— Я пытался его найти, но Цыганков Валерий Яковлевич одна тысяча девятьсот двадцать пятого года рождения не был призван ни в этом году, ни годом ранее. В списках действующих частей он не числится. Этому можно найти три объяснения, но ни одно из них не оставляет надежды.
— Понятно, — потухшим голосом сказал Валерка. — Яшке сказал?

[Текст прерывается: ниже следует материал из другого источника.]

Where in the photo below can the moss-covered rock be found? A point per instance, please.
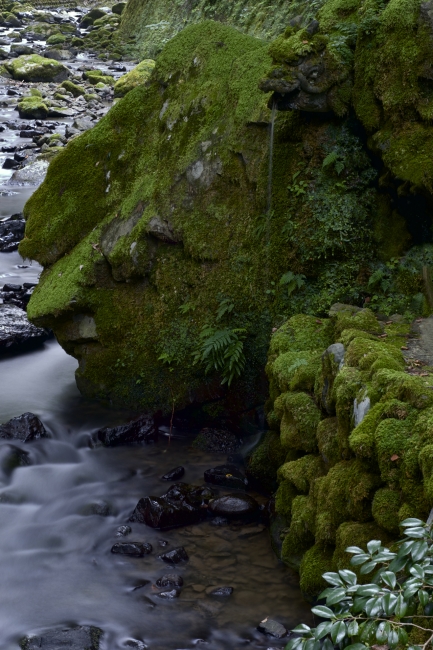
(33, 108)
(138, 75)
(33, 67)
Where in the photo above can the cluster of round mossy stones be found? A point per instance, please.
(353, 423)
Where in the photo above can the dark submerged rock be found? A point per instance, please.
(234, 505)
(221, 591)
(135, 549)
(175, 556)
(226, 476)
(273, 628)
(217, 440)
(138, 431)
(170, 580)
(174, 475)
(123, 531)
(77, 638)
(16, 333)
(25, 427)
(169, 595)
(181, 505)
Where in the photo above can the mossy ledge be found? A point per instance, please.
(359, 460)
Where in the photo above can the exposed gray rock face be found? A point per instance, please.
(16, 333)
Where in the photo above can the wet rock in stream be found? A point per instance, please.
(170, 580)
(77, 638)
(226, 476)
(175, 556)
(217, 440)
(135, 549)
(174, 474)
(181, 505)
(25, 427)
(273, 628)
(16, 333)
(140, 430)
(234, 506)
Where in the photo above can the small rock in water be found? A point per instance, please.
(140, 430)
(220, 591)
(25, 427)
(181, 505)
(174, 475)
(136, 549)
(226, 476)
(16, 332)
(75, 638)
(169, 595)
(170, 580)
(234, 505)
(122, 531)
(175, 556)
(216, 440)
(273, 628)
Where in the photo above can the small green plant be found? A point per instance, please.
(187, 307)
(292, 282)
(298, 188)
(397, 602)
(222, 350)
(333, 158)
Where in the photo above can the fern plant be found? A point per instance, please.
(222, 350)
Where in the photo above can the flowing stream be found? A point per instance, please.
(55, 559)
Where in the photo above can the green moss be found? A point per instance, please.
(406, 388)
(300, 417)
(301, 533)
(265, 461)
(33, 108)
(344, 493)
(352, 533)
(283, 500)
(361, 320)
(302, 472)
(328, 441)
(33, 68)
(316, 561)
(137, 76)
(385, 509)
(75, 89)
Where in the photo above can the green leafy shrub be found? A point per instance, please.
(394, 609)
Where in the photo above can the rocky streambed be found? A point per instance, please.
(113, 535)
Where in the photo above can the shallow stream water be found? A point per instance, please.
(56, 567)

— От меня он об этом не узнает.
***
Когда-то на этот базар они приезжали вчетвером, всей семьей. Как на праздник собирались, мамка за неделю им одежду выбирала, штопала, отстирывала, обувь начищала — босиком пусть цыганята ходят, вы у меня в ботинках будете, пусть и не по размеру, дорастете. Сама голову покрывала своим самым красивым платком — красным с фиолетовыми цветами, к нему в пандан бусы в три ряда шли, отец бурчал, но пиджак на матроску надевал, голову картузом увенчивал. Выезжали затемно, пристраивались в хвост повозок, тянущихся аж до города.

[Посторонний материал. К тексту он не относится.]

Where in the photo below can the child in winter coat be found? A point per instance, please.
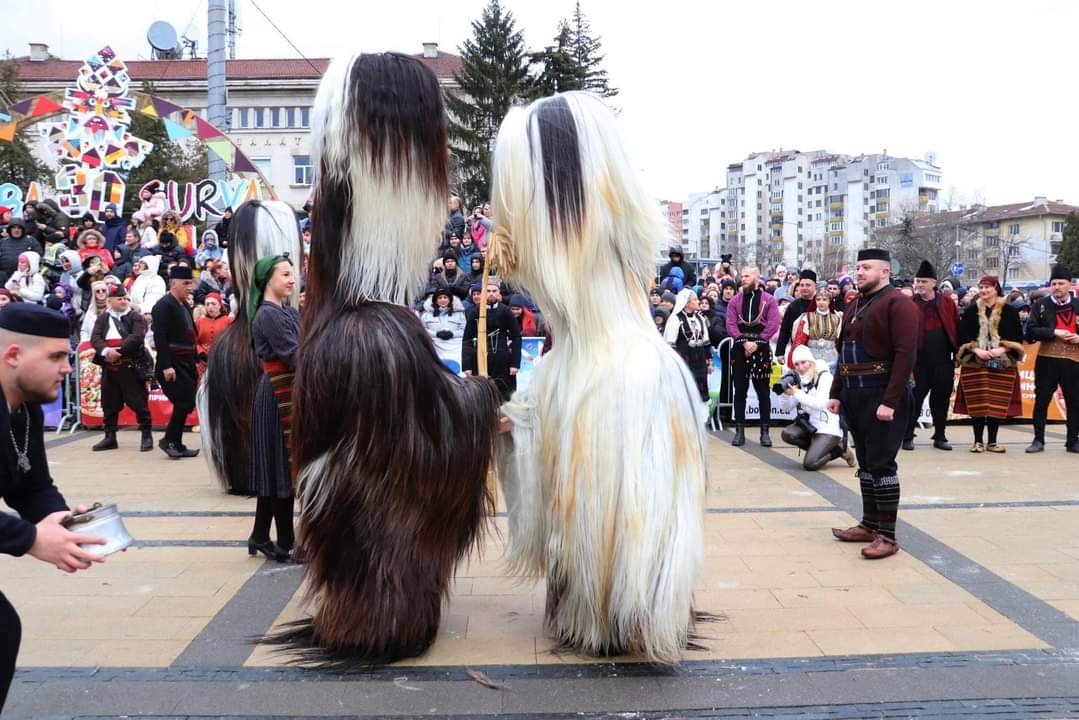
(444, 316)
(26, 283)
(148, 286)
(153, 205)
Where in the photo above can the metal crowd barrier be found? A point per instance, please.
(71, 418)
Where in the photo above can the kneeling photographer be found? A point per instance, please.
(815, 430)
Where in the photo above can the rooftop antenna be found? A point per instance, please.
(164, 44)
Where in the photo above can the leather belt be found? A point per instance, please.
(863, 369)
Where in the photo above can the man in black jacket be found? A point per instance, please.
(1053, 323)
(174, 336)
(804, 293)
(119, 341)
(503, 342)
(35, 347)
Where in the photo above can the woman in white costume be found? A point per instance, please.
(602, 504)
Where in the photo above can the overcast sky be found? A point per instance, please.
(987, 86)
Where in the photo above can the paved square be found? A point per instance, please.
(978, 588)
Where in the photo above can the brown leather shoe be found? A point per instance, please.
(881, 547)
(855, 534)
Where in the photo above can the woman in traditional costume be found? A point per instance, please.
(991, 348)
(274, 326)
(258, 229)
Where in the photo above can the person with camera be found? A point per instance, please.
(991, 347)
(877, 345)
(119, 340)
(815, 430)
(35, 348)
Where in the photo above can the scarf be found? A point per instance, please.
(260, 276)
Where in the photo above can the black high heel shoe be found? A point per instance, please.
(269, 548)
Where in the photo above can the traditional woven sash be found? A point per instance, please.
(281, 380)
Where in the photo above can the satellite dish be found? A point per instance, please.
(162, 37)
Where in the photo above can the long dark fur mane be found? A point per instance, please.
(391, 449)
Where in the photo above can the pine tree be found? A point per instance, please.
(167, 161)
(586, 53)
(17, 162)
(493, 77)
(1069, 246)
(559, 71)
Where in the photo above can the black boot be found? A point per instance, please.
(107, 443)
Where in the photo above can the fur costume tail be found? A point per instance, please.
(391, 449)
(258, 228)
(604, 471)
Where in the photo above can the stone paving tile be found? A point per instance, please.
(132, 610)
(932, 476)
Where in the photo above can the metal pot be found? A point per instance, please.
(104, 520)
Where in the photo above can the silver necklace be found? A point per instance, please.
(23, 456)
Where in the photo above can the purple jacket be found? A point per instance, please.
(770, 316)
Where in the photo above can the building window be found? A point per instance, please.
(263, 165)
(301, 170)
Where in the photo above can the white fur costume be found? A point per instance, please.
(604, 471)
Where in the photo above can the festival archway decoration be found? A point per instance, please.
(93, 145)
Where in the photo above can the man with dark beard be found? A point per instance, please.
(503, 342)
(934, 371)
(804, 293)
(876, 347)
(174, 336)
(1053, 323)
(35, 345)
(752, 321)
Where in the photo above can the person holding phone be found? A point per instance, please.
(35, 342)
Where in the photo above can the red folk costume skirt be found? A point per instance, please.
(985, 393)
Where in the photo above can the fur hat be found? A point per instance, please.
(926, 271)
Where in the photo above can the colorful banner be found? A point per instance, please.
(90, 397)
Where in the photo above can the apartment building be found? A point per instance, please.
(796, 207)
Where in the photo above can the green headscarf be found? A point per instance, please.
(261, 275)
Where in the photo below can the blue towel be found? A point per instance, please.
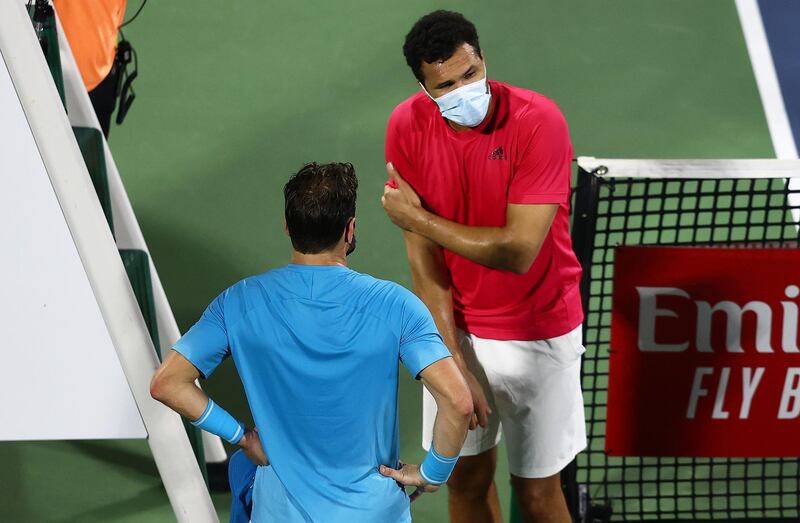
(241, 476)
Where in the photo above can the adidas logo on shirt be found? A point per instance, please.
(498, 154)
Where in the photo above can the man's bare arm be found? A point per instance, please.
(513, 247)
(454, 409)
(431, 281)
(174, 385)
(454, 405)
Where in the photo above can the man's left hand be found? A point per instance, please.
(402, 204)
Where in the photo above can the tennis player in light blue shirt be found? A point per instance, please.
(317, 346)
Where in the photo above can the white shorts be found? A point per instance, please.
(534, 391)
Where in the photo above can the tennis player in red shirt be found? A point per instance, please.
(480, 184)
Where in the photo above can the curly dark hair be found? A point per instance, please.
(435, 37)
(319, 201)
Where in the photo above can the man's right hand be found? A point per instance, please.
(251, 443)
(480, 416)
(408, 475)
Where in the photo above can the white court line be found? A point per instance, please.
(771, 98)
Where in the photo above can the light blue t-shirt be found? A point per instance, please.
(317, 349)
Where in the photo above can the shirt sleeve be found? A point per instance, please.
(398, 140)
(543, 167)
(420, 341)
(206, 343)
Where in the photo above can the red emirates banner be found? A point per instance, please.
(704, 353)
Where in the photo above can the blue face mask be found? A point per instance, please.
(466, 105)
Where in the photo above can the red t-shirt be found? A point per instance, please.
(521, 155)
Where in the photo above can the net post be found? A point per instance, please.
(584, 218)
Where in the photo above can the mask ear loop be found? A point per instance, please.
(426, 91)
(485, 77)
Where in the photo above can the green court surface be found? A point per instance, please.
(234, 97)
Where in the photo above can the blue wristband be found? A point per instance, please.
(436, 468)
(216, 420)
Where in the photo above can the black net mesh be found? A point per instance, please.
(616, 211)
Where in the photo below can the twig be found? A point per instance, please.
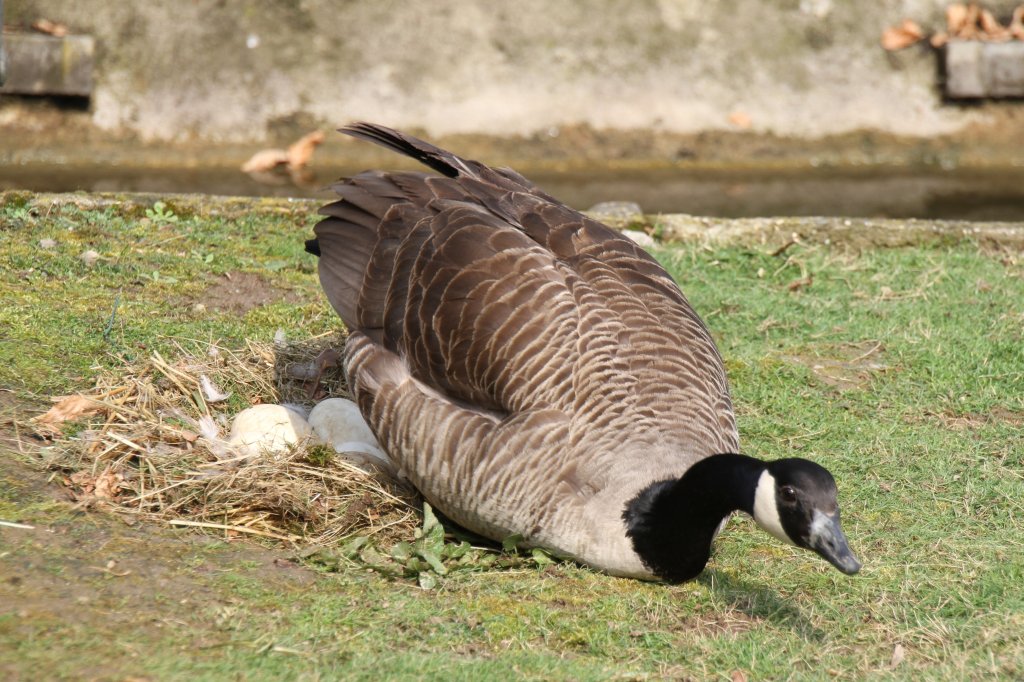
(224, 526)
(114, 314)
(11, 524)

Пока отец торговал, Данька по ярмарочному столбу взбирался и на спор гири выжимал, а они с матерью все нужное в хату выбирали или просто любовались на скатерти кружевные и горшки расписные и даже, покосившись по сторонам, пробирались к тому прилавку, где радужными самоцветами лежали ожерелья, лаковые шкатулки и зеркала. Иногда, если торг хороший был, мамка доставала из-за пазухи узелок с деньгами, выбирала что-то красивое — то, доченька, тебе на приданое, чтобы муж твой знал, что тебя баловать надо.
А еще реже мать, палец к губам прижав, шла в расположенную рядом цыганскую кибитку, к тетке Доре. Та белозубо усмехалась, сияла чернющими, как у сына, а потом и внука, глазами, насыпала Ксанке леденцов — ай, яхонтовая, хорошая же у тебя дочка, мне б такую, не боись, не украду. О чем-то они с матерью шептались, а Ксанка, пытаясь раскусить липкие сладкие камушки, сердито думала, что все это обман, и на самом деле Дора живет в доме у левады, а ни в какой не кибитке, и сын ее с Данькой в школу ходит, и все эти разговоры про трефовых королей и пиковый интерес — чтобы мамка ей заплатила и больше ни для чего.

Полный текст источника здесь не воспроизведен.